Friday, November 16, 2012

Whale Protected Areas Google Earth

Just a shortie this time. I just found this one online, Google Earth's Whale Protected Areas 3D tour. Very cool and informative! 



Here's what the video information on YouTube said about the project:



Meet sperm whales, humpback whales and blue whales in the special places where they live. This Google Earth Tour, narrated by Dan Laffoley, Marine Vice Chair of the International Union for Conservation of Nature (IUCN)'s World Commission on Protected Areas, follows the migrations of whales above and below the surface and visits some of the key marine protected areas and sanctuaries for whales around the world. Join the blue whale in the US national marine sanctuaries off California and journey to the proposed Costa Rica Dome Marine Protected Area in the Eastern Tropical Pacific, one of the key areas being proposed as part of the "Homes for Whales" project of the Whale and Dolphin Conservation Society. Follow the humpbacks on migration, from their breeding grounds to the feeding areas in the North Atlantic around the Stellwagen Bank National Marine Sanctuary, and visit one of the most recent protected areas, the Agoa Sanctuary in the French Caribbean. This animated Google Earth Tour was first presented as part of a keynote lecture by Dan Laffoley (IUCN) at the opening of the 2nd International Conference on Marine Mammal Protected Areas (ICMMPA) on 7 November 2011 in the Atrium, Fort-de-France, Martinique. It was prepared with the help of Jenifer Austin Foulkes (Google), Charlotte Vick (Sylvia Earle Alliance/Mission Blue) and Erich Hoyt (Whale and Dolphin Conservation Society/IUCN).

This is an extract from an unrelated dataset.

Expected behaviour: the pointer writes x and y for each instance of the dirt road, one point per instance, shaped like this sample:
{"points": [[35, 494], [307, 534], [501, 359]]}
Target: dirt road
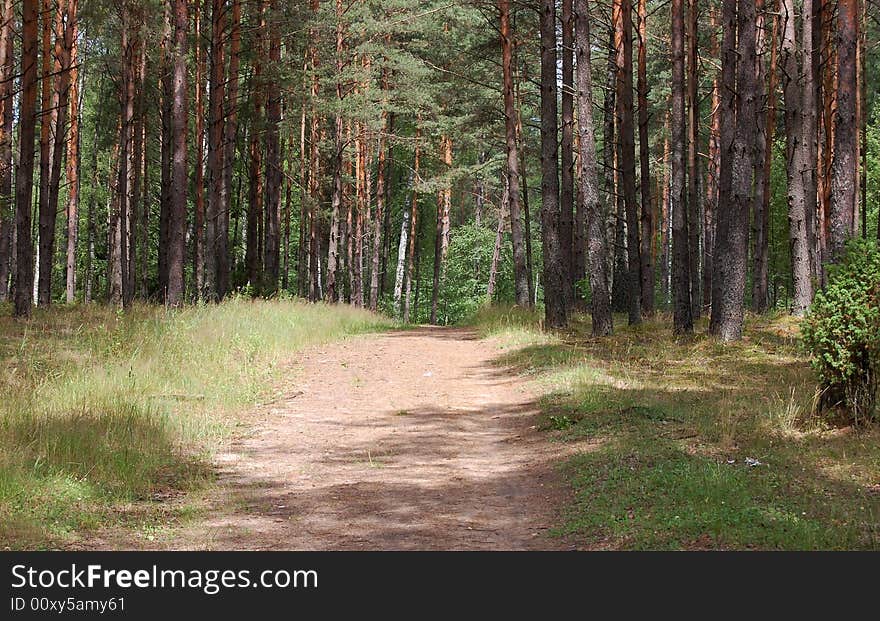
{"points": [[405, 440]]}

Makes me wonder, how do we enter the Indonesian data to this site?... Hmm... interesting. 

Also, the International Committee for Marine Mammal Protected Areas (ICMMPA) have just launched their Proceeding of the 2nd ICMMPA Conference held last year (November 7-11, 2011) in Martinique, Fort du France, Atrium. Click this site for the PDF download. Pretty thick, 112 pp, but seems to be interesting. I've finished printing it and hope to read it sometime during the weekend (yes, my weekend is divided between leisure and cetacean to-do stuffs!).